Microsoft’s HoloLens has not been embraced widely on other platforms. As a development device that is not surprising. However, the augmented reality headset is the focus of a new iOS application. Kazendi, a London-based developer, has debuted HoloStream, which works with Apple’s iPad and iPhone. The app allows the streaming of HoloLens apps from the device to iOS.
This is a notable release because it is the first HoloLens/iOS app and the first to allow streaming from the headset to iPhone/iPad. HoloStream is available now for $39.99. Microsoft has debuted a similar streaming app for Windows, but this is slightly different.
Redmond’s app streamed from PC to HoloLens to improve graphics. HoloStream differs by streaming the other way around. This means users can show off a hologram without everyone needing a HoloLens headset.
Kazendi says the app comes with the following features:
- Automatic HoloLens detection
- Record your live stream
- Save screenshots
- Low latency
The company says the app is reserved for iOS at the moment. However, if HoloStream is successful on Apple’s platform it will also come to Android. The biggest stumbling block on the path to success will be the price.
These days, users are used to getting powerful apps for little outlay, or even for free. Charging nearly $40 will put some developers off, especially those who have already spent thousands on a developmental HoloLens unit.
Microsoft’s HoloLens Streaming
Microsoft’s new Holographic Remoting Player app hopes to improve graphics by stream from a PC to HoloLens. The application is now available on the Windows Store and brings advantages for developers. With this app, Microsoft is trying to improve the graphical experience of HoloLens.
The company’s plans for HoloLens are ambitious and include marrying the augmented reality device with virtual reality. However, there are undoubtedly limitations with HoloLens, graphic performance is one of them. Compared to powerful virtual reality headsets like Oculus Rift and HTC Vive, HoloLens lacks the same graphical detail.

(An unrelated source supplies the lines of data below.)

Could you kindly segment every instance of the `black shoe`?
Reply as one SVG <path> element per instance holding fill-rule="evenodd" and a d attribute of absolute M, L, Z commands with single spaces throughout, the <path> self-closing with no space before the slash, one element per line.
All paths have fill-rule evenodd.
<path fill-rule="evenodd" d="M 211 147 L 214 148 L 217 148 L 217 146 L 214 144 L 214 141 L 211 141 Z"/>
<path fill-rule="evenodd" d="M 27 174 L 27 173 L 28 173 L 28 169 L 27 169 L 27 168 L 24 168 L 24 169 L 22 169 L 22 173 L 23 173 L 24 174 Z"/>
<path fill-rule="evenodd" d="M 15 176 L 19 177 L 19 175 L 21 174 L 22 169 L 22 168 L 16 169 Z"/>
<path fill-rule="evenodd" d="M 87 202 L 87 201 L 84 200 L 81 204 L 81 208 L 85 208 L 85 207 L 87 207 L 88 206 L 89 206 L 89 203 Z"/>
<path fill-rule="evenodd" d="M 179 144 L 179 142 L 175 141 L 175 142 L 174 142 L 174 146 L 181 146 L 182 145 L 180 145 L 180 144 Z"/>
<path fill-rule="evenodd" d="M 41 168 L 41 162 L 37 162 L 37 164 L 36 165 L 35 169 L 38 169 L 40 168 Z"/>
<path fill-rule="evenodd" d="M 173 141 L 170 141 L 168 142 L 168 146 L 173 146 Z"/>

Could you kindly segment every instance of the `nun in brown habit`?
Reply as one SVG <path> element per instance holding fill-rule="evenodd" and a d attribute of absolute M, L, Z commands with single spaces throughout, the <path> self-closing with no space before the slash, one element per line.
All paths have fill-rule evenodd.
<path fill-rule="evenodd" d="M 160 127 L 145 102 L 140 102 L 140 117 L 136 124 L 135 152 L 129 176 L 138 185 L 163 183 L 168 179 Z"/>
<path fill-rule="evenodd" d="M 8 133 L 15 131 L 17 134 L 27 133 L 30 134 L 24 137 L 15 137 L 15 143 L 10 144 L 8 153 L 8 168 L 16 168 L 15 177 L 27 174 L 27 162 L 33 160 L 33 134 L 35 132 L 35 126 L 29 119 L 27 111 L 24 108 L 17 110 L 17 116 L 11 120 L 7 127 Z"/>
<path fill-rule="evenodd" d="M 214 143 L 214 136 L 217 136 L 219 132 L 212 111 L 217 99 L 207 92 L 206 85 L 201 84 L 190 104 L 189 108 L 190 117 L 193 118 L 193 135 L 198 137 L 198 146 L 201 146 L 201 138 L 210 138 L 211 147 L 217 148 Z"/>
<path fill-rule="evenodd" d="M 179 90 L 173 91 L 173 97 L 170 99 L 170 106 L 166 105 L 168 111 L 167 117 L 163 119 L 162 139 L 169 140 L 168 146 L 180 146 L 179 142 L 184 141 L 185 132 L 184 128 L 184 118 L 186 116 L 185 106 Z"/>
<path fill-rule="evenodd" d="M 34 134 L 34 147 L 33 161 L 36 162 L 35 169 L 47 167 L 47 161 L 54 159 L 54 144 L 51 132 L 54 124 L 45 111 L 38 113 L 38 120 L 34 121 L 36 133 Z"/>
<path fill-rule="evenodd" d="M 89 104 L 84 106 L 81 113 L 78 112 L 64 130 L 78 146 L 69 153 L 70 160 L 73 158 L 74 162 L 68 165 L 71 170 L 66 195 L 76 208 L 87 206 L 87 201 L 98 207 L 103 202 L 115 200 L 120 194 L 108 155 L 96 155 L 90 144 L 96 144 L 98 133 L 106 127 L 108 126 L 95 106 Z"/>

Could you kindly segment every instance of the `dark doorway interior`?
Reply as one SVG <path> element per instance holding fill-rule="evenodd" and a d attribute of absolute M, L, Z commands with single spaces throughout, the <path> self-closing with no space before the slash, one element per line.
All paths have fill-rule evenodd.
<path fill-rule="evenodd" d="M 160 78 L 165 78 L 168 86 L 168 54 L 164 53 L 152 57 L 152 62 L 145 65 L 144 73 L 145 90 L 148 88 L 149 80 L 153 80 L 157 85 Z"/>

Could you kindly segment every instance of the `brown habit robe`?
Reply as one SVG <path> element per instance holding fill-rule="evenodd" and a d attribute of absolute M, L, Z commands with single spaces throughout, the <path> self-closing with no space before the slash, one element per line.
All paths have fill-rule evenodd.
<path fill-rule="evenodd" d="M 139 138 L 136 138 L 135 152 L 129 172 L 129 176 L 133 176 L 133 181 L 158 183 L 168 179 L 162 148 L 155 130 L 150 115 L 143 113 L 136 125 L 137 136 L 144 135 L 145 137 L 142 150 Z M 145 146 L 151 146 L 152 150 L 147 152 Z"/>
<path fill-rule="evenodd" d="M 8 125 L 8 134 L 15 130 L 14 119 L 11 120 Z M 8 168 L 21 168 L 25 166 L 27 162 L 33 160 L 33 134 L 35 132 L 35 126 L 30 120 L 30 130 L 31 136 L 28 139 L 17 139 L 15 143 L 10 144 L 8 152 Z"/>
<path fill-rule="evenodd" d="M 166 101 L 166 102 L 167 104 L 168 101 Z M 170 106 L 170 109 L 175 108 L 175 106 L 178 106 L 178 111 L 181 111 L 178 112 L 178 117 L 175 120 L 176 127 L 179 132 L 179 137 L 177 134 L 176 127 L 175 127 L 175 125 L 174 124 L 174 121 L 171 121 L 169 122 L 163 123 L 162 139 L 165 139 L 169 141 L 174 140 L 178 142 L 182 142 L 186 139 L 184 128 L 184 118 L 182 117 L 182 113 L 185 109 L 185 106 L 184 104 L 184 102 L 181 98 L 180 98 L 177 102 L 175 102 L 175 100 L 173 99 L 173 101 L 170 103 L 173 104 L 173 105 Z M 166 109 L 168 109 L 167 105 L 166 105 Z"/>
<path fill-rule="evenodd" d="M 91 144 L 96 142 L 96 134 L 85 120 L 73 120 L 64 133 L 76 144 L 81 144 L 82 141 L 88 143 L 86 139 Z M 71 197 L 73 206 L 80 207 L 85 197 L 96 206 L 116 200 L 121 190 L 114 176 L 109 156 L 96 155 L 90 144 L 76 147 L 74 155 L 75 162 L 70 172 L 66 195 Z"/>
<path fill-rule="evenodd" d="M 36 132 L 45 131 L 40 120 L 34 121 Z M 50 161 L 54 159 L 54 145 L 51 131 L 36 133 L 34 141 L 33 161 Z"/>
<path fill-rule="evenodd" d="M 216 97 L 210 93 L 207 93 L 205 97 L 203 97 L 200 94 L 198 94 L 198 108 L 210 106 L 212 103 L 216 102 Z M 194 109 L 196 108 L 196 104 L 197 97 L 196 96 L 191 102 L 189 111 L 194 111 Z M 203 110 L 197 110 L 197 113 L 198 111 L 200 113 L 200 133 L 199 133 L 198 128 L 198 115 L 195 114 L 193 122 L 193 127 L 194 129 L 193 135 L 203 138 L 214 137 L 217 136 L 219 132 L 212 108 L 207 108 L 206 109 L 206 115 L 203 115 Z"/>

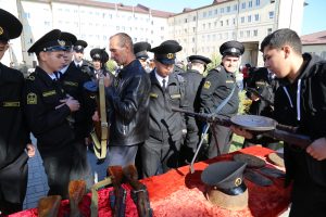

Because high-end VR headsets are tethered to PCs, they can stream directly from a desktop and achieve improved graphics. Microsoft’s augmented reality hardware is wireless, which has benefits for interacting with the whole environment. However, the lack of a physical connection compromises graphics quality.
By introducing the Holographic Remoting Player, it is now possible to stream images from a desktop to HoloLens. Using Wi-Fi, graphics should be smoother and more detailed.
In its blog post, Microsoft explains why Remoting Player also helps developers:
“You can simulate inputs with the Unity Play Mode, which is very useful for developers. Moreover, you have the option of Unity Remote Debugging, which lets you run an app you built on the HoloLens by connecting to the headset through Unity in Play Mode. This lets you access the Unity Editor screen, offering input and letting you work on debugging your code directly from here.”